Боясь, как бы не было еще хуже, я молчал. Лишь сердце мое билось все сильнее. Но этого никто не видел. Да, сердца моего никто не видел. Я чувствовал себя оплеванным. Я был сам себе противен. Если бы разверзлась земля и поглотила меня, я бы не возражал… Ей-богу, я не стал бы об этом жалеть…

— Смерть принес ты в наше село, Смерть! Смерть!..

В ее словах была какая-то страшная правда. Я это чувствовал, хотя умом понимал, что она не права.

А она все повторяла: смерть, смерть, смерть… Все более слабым голосом, пока слово «смерть» не замерло на ее устах. Я подумал: сейчас она расплачется… Сейчас разрыдается, и ей станет легче.

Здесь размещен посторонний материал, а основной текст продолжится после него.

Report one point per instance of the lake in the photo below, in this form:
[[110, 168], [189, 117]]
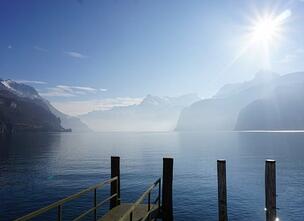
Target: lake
[[38, 169]]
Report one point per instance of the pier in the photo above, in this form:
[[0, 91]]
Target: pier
[[161, 207]]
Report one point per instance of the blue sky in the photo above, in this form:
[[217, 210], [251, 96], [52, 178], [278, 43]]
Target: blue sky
[[117, 51]]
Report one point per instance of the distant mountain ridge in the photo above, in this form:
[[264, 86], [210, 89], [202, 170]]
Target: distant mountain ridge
[[253, 105], [31, 110], [154, 113]]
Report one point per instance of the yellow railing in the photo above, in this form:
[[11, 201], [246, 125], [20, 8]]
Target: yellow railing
[[130, 212], [60, 203]]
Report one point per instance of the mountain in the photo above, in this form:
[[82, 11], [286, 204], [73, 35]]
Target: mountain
[[24, 114], [246, 105], [22, 107], [152, 114]]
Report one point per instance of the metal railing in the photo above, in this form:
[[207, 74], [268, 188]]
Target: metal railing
[[59, 204], [130, 212]]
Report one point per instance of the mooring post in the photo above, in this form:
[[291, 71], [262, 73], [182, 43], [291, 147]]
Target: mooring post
[[222, 190], [115, 185], [270, 190], [167, 207]]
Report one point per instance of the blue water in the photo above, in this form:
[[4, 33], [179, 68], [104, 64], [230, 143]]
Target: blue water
[[38, 169]]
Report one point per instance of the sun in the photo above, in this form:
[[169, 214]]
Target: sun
[[265, 30], [269, 27]]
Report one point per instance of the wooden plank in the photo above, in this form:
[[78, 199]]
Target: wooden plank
[[115, 186], [222, 190], [167, 201], [138, 214], [270, 190]]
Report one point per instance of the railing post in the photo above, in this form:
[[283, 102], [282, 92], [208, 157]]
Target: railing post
[[95, 204], [115, 185], [167, 201], [159, 190], [59, 213], [222, 190], [270, 190]]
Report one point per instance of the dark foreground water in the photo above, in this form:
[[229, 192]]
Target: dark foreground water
[[37, 169]]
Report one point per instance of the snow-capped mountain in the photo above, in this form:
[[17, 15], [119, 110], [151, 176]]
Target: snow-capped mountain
[[21, 90], [27, 92], [154, 113]]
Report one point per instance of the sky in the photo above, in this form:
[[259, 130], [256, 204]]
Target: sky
[[91, 54]]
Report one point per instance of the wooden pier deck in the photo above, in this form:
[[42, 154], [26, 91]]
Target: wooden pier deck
[[140, 212], [161, 207], [144, 209]]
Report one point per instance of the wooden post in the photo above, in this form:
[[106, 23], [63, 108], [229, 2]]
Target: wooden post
[[115, 185], [222, 190], [270, 190], [167, 207]]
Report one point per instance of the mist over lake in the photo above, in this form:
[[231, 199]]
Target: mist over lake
[[40, 168]]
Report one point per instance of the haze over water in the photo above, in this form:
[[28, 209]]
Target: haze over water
[[38, 169]]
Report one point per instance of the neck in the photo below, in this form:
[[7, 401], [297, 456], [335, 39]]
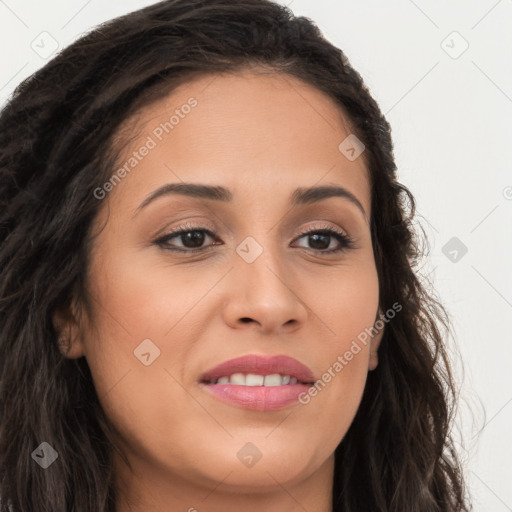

Я не ошибся. Она расплакалась. Тогда я взял ее за плечи и слегка отстранил от себя. Нотариус помог мне усадить ее на стул. Перепуганные дети окружили мать, словно ей угрожала какая-то опасность. И даже лошадь, которая осталась за открытой настежь дверью, как будто тоже почувствовала, что с хозяйкой происходит что-то нехорошее, и легонько заржала, ударив копытом о порог. В этот миг в дверях показался Гынж. Он на ходу погладил лошадь по холке и направился прямо ко мне. По его лицу я понял, что он принес какую-то неприятную новость.

— Мотор, — сказал он, — мотор у машины совсем сдал. Так что мы теперь без машины. Именно теперь, когда она нам так нужна.

— Ладно, — ответил я рассеянно. — Когда надо будет уезжать, возьмем лошадей.

— Лошадь не машина, — глубокомысленно сказал Гынж. — Нам ведь надо объехать столько сел. Да еще поймать этого бандита Негуца.

Вдова Мардаре понемногу стала успокаиваться. Крестьяне, решив, что представление окончено, начали расходиться. Я посмотрел на часы — прошло уже часа два с тех пор, как я позвонил Орошу, а ведь он обещал перезвонить мне через четверть часа. Может, что-нибудь там случилось у них, в Телиу? Но что могло случиться в этот последний день перед выборами?

К вдове Мардаре подошли две женщины и стали уговаривать ее идти домой.

— Надо же накормить детей. Пошли вместе, мы их накормим. И надо уложить их спать. Пошли, пошли…

Вдова молчала и не сопротивлялась. Она позволила женщинам повести себя к двери. Они вели ее так, будто она была ребенком, еще не умеющим ходить. Когда они ушли, я выглянул в окошко: процессия двигалась в уже установившемся порядке, лошадь замыкала шествие.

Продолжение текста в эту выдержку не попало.